Dans ce litige, une ressortissante belge avait sollicité en février 1990 auprès de sa caisse de maladie l’autorisation de subir en France une intervention chirurgicale orthopédique. La caisse de maladie avait refusé au motif que sa demande était insuffisamment motivée. La requérante n’avait pas produit l’avis d’un médecin exerçant dans une structure universitaire nationale. Nonobstant cette absence d’autorisation, la patiente se soumit à ladite intervention en avril 1990. De retour en Belgique, elle intenta une action en justice auprès du tribunal compétent en vue d’obtenir le remboursement du coût des soins par la caisse de maladie, aux taux pratiqués en Belgique. Après le rejet de son recours, la patiente fit appel devant la Cour de travail à Mons. En décembre 1994, l’expert judiciaire arriva à la conclusion que le rétablissement de la santé de la patiente nécessitait l’hospitalisation en France ainsi que l’intervention chirurgicale. Après que la plaignante soit décédée durant le procès et que ses héritiers - son conjoint et leurs six enfants - aient repris l’instance, la cour d’appel belge condamna la caisse de maladie à prendre en charge les frais d’hospitalisation. Seule la question de la hauteur de cette prise en charge restait à régler. En cas de prise en considération des coefficients de remboursement prévus par la législation française, le remboursement des frais s’élèverait à 38 608,89 francs français, en cas d’application des coefficients belges à 49 935,44 francs français.

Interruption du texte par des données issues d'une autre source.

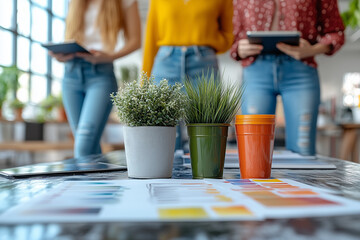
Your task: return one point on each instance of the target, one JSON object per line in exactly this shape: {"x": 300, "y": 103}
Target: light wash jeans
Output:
{"x": 86, "y": 90}
{"x": 175, "y": 63}
{"x": 298, "y": 85}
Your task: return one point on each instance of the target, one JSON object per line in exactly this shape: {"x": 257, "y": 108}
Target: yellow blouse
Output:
{"x": 186, "y": 23}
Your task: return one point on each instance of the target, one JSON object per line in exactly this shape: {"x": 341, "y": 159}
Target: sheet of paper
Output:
{"x": 179, "y": 200}
{"x": 232, "y": 161}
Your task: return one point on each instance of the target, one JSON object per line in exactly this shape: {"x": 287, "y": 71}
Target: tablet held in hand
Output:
{"x": 269, "y": 39}
{"x": 65, "y": 48}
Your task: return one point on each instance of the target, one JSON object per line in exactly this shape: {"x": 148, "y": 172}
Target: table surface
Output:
{"x": 345, "y": 180}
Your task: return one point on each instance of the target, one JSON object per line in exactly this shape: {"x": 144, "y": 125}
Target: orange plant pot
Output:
{"x": 255, "y": 140}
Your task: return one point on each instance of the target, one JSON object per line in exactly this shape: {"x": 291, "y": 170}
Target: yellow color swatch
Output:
{"x": 266, "y": 180}
{"x": 223, "y": 198}
{"x": 232, "y": 211}
{"x": 180, "y": 213}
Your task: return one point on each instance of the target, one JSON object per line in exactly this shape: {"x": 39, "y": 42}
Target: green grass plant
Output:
{"x": 210, "y": 100}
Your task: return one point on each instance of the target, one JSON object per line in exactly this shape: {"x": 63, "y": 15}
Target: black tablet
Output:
{"x": 269, "y": 39}
{"x": 113, "y": 161}
{"x": 65, "y": 48}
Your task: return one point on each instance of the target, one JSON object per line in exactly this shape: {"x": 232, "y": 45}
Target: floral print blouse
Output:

La Cour de justice des Communautés européennes, dans son arrêt du 12 juillet 2001, a jugé que, si le remboursement de frais exposés pour des services hospitaliers fournis dans un Etat membre de séjour, qui résulte de l’application des règles en vigueur dans cet Etat, est inférieur à celui qui aurait résulté de l’application de la législation en vigueur dans l’Etat membre d’affiliation en cas d’hospitalisation dans ce dernier, un remboursement complémentaire correspondant à cette différence doit être accordé à l’assuré par l’institution compétente.

 

Application du taux le plus élevé - Exemple

Les frais de votre hospitalisation à l’étranger s’élèvent à 5 000 euros.

Premier cas : le pays de séjour prévoit un remboursement de 3 800 euros. Le Luxembourg ne rembourserait, pour des soins médicaux équivalents dispensés au Grand-Duché, que 3 000 euros.

Grâce à l’attestation de prise en charge vous ayant été délivrée, vous jouissez des mêmes conditions que pour un assuré dans le pays de votre séjour. Donc 3 800 euros vous seront remboursés. Les 1 200 euros restants sont à votre charge.

Deuxième cas : le pays de séjour prévoit un remboursement de 3 800 euros. Le Luxembourg rembourserait, pour des soins médicaux équivalents dispensés au Grand-Duché, 4 000 euros.

Dans ce cas, la prise en charge des frais se fait tout d’abord conformément à la réglementation du pays de séjour, donc à hauteur de 3 800 euros.

En guise de supplément, la caisse de maladie luxembourgeoise vous rembourse la différence, c.-à.-d. 4 000 – 3 800 = 200 euros.

Ainsi, au total, 4 000 euros sont remboursés, si bien que le patient n’a plus que 1 000 euros à sa charge.